Corporate Governance Rockets to Top of Shareholder Concerns
Elon Musk’s SpaceX pulled off a record-setting IPO on June 11, but the debut had at least one pre-launch hiccup. The day before SpaceX went public, index provider MSCI assigned the much-discussed rocket maker a CCC rating—the lowest grade on its seven-tier sustainability scale and the same one it gives Russia. One analyst at Edhec’s Climate Institute called it “very close to a governance horror story for public-market investors.”
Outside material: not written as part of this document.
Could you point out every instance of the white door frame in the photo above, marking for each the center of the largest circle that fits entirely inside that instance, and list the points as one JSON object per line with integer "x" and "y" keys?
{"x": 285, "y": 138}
Many concerns about SpaceX center on shareholder power, or the lack of it. For stockholders, SpaceX does not offer “one share, one vote,” the longstanding principle that ties voting weight to ownership stake. (In fairness, that’s part of a broader trend: the share of IPOs with unequal voting rights climbed to 20% last year, up from 9% two decades ago.) A second set of issues are the severe restrictions that SpaceX’s bylaws place on shareholder litigation. They mandate individual private arbitration and prohibit class actions, among other things. Bloomberg’s Matt Levine put it bluntly, noting that Musk has total control and effectively can’t be sued or second-guessed by shareholders.
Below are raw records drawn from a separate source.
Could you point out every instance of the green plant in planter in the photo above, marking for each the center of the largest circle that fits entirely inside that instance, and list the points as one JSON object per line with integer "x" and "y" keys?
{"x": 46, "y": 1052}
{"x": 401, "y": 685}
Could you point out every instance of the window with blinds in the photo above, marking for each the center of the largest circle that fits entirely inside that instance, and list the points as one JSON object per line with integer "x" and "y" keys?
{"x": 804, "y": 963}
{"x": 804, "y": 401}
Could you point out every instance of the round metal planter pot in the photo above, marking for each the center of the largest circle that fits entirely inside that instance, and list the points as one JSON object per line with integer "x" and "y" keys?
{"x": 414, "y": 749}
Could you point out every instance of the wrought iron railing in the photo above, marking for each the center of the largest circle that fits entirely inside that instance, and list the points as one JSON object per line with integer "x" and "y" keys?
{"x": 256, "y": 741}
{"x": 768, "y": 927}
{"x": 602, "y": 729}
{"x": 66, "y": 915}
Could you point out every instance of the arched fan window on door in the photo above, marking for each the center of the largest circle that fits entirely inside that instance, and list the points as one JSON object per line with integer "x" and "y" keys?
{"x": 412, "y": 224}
While SpaceX has drawn attention to certain governance issues, the perceived governance issues extend well beyond SpaceX. Indeed, governance has become the dominant category of shareholder proposals, especially with DEI fights on the wane. Fenwick & West attorneys have clocked a phenomenon they describe as “DEI fatigue,” marked by a broad decline in support for both pro- and anti-DEI measures. Attention has shifted to AI governance, data privacy, political spending, and, above all, the mechanics of who gets a vote. Governance-related proposals made up 51% of all submissions through mid-May, and governance was the only proposal category to grow this year.
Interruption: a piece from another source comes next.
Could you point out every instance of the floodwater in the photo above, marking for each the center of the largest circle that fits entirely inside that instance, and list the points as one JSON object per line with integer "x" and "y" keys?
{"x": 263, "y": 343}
Voting figures tell a more nuanced story. Even as volume rose, average backing for governance proposals dropped to roughly 29% at S&P 500 companies, down from nearly 40% in 2025, and the number clearing a majority fell sharply. Independent chair proposals were the single most common governance ask, yet all of them failed this year. Dual-class structures received increased scrutiny, with eight proposals seeking to break out voting results by share class—a direct response to super voting arrangements of the kind SpaceX has.
And the proposals that do pass are worth noting. At Snowflake, shareholders approved a proposal asking the company to require a majority vote for director elections. Their proposal quoted BlackRock in arguing that majority voting “ensur[es] that directors who are not broadly supported by shareholders are not elected to serve as their representatives.” At Five Below, meanwhile, investors backed a simple-majority voting standard, targeting supermajority provisions that ISS calls “materially adverse to shareholder rights.” Similar measures found success elsewhere: Nvidia holders approved a proposal to eliminate a supermajority requirement, and HubSpot shareholders won the right to call special meetings.
The broader implication is that governance mechanics including voting rights, board accountability and shareholder remedies are becoming a more prominent area of investor engagement. For companies with atypical governance structures such as concentrated control or heightened voting thresholds, this proxy season suggests that investors are placing renewed emphasis on governance fundamentals and should expect continued scrutiny—even if proposals do not receive majority support.
The message for boards is hard to miss: basic concerns about corporate governance are back at the top of the agenda, even if one notable exception has rocketed past them.